Recrutement IT : arrêtez de fantasmer sur la Blockchain. Structurez l'humain.
La blockchain appliquée au recrutement, c'est la promesse d'une vérité gravée dans le code. Vérifier un diplôme, certifier une expérience, éliminer le mensonge.
Concrètement, l'idée est simple : inscrire les diplômes, certifications et expériences d'un candidat sur un registre décentralisé infalsifiable.
Chaque ligne du CV devient une donnée vérifiable, horodatée, impossible à falsifier.
Les startups RH qui portent ce projet promettent la fin des CV enjolivés.
Sur le papier, c'est séduisant.
Dans la pratique, c'est répondre à la mauvaise question…
Le problème du recrutement IT n'est pas la fraude sur les diplômes.
C'est l'adéquation entre un profil et une mission.
Et ça, aucun algorithme ne le résout à votre place !
Lors d'un sondage LinkedIn sur notre méthode de prise de référence, deux objections sont revenues en boucle :
"C'est bientôt illégal." Faux.
Et "Personne ne dit du mal d'un candidat, c'est inutile." C'est une erreur de débutant, et voici pourquoi.
Sur la légalité, mettons fin à la confusion
Ce que la loi interdit, c'est la prise de référence sauvage : contacter l'entourage professionnel d'un candidat à son insu, sans son accord, pour collecter des informations sur lui.
C'est une violation du RGPD et du droit au respect de la vie privée, et c'est effectivement une pratique que certains cabinets exercent encore.
Ce que la loi n'interdit pas, c'est de demander explicitement au candidat son consentement pour contacter ses anciens managers.
La nuance est fondamentale. L'une est une surveillance déguisée. L'autre est un processus transparent où le candidat reste maître de ce qui est partagé et à qui.
Confondre les deux, c'est soit de la mauvaise foi, soit du flou entretenu par ceux qui n'ont pas de méthode.
Ce que la blockchain ne verra jamais
Un développeur connaît React.
La blockchain peut le certifier.
Ce qu'elle ne vous dira jamais, c'est s'il est capable de livrer sous pression dans une équipe en pleine crise de croissance, ou si son profil est fondamentalement orienté métier et qu'il s'épanouirait bien mieux en contexte produit.
C'est exactement ce type d'information qui a fait la différence pour nous récemment.
Deux consultants en préqualification, niveau technique comparable, les deux solides.
C'est la prise de référence qui a tout changé !
L'ancien manager de l'un d'eux a décrit un profil bien plus orienté métier que technique.
Résultat : on ne l'a pas positionné sur la mission initiale.
On l'a orienté vers une autre, bien plus adaptée à sa vraie valeur ajoutée.
Pour le client, meilleur matching.
Pour le candidat, une mission où il pouvait réellement s'épanouir.
Ce n'est pas de la chance. C'est de la méthode !
Notre réponse à la blockchain : un process, pas une conversation
L'objection classique : "Le référent sera toujours bienveillant." C'est vrai si vous décrochez votre téléphone et improvisez.
C'est faux si vous avez structuré le process.
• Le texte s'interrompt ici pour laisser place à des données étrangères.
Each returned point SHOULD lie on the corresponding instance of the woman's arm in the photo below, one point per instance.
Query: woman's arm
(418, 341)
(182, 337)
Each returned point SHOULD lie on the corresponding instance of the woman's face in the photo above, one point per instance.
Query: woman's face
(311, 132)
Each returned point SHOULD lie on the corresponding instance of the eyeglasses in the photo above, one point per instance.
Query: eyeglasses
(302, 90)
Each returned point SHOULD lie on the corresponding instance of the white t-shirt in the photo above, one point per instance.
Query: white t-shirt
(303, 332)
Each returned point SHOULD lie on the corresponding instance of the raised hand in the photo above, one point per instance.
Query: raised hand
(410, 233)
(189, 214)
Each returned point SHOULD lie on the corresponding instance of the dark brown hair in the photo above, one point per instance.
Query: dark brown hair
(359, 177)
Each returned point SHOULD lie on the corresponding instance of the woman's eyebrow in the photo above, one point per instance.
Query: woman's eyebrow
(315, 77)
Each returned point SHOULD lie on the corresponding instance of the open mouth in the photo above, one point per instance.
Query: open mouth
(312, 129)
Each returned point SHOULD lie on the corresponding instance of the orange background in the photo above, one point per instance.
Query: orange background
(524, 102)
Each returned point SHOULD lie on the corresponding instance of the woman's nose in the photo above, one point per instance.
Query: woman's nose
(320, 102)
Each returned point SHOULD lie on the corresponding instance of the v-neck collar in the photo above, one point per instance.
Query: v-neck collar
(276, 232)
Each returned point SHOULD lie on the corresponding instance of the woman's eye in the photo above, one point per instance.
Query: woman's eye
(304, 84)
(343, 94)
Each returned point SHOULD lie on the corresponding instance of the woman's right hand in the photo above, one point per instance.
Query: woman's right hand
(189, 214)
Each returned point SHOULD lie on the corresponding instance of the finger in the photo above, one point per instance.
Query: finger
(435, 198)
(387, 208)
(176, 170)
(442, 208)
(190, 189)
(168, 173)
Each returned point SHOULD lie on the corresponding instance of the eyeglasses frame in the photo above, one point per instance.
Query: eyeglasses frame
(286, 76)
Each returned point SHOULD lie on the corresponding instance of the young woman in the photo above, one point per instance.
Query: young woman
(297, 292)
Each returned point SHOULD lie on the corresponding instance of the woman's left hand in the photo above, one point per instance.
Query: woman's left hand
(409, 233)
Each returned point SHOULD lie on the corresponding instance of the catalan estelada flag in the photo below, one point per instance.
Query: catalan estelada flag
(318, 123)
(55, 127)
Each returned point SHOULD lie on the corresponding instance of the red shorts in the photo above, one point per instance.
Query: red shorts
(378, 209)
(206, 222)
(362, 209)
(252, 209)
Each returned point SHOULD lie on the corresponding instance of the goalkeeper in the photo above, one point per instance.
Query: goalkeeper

Chez Zenith, une fois qu'un consultant est validé en préqualification, on lui demande deux prises de référence qualifiées.
Le process passe par Zenith App, notre outil maison : un questionnaire automatisé envoyé directement au référent, sur adresse mail professionnelle obligatoire, avec vérification d'identité et questions précises sur l'expérience commune avec le candidat.
L'objectif est double : éliminer le biais de la relation directe recruteur-référent, et couper court à toute dérive commerciale.
Le référent répond à un formulaire, pas à un chargé d'affaires qui cherche des leads.
Et si le référent donne son accord explicite, le compte-rendu est transmis au candidat sous forme de template structuré.
C'est son document. Il peut le réutiliser pour ses futures candidatures, le partager à d'autres clients, construire son propre dossier de références.
La vraie propriété de la donnée, c'est ça !
Ce que le Web3 promet en théorie, rendre à l'individu la propriété de ses données professionnelles, nous le faisons concrètement, sans blockchain.
Le candidat ne subit plus une évaluation secrète enfouie dans un dossier.
Il en devient acteur.
La blockchain rassure les process. La méthode Zenith rassure les ambitions.
En attendant que le code sache lire entre les lignes, nous préférons structurer l'humain.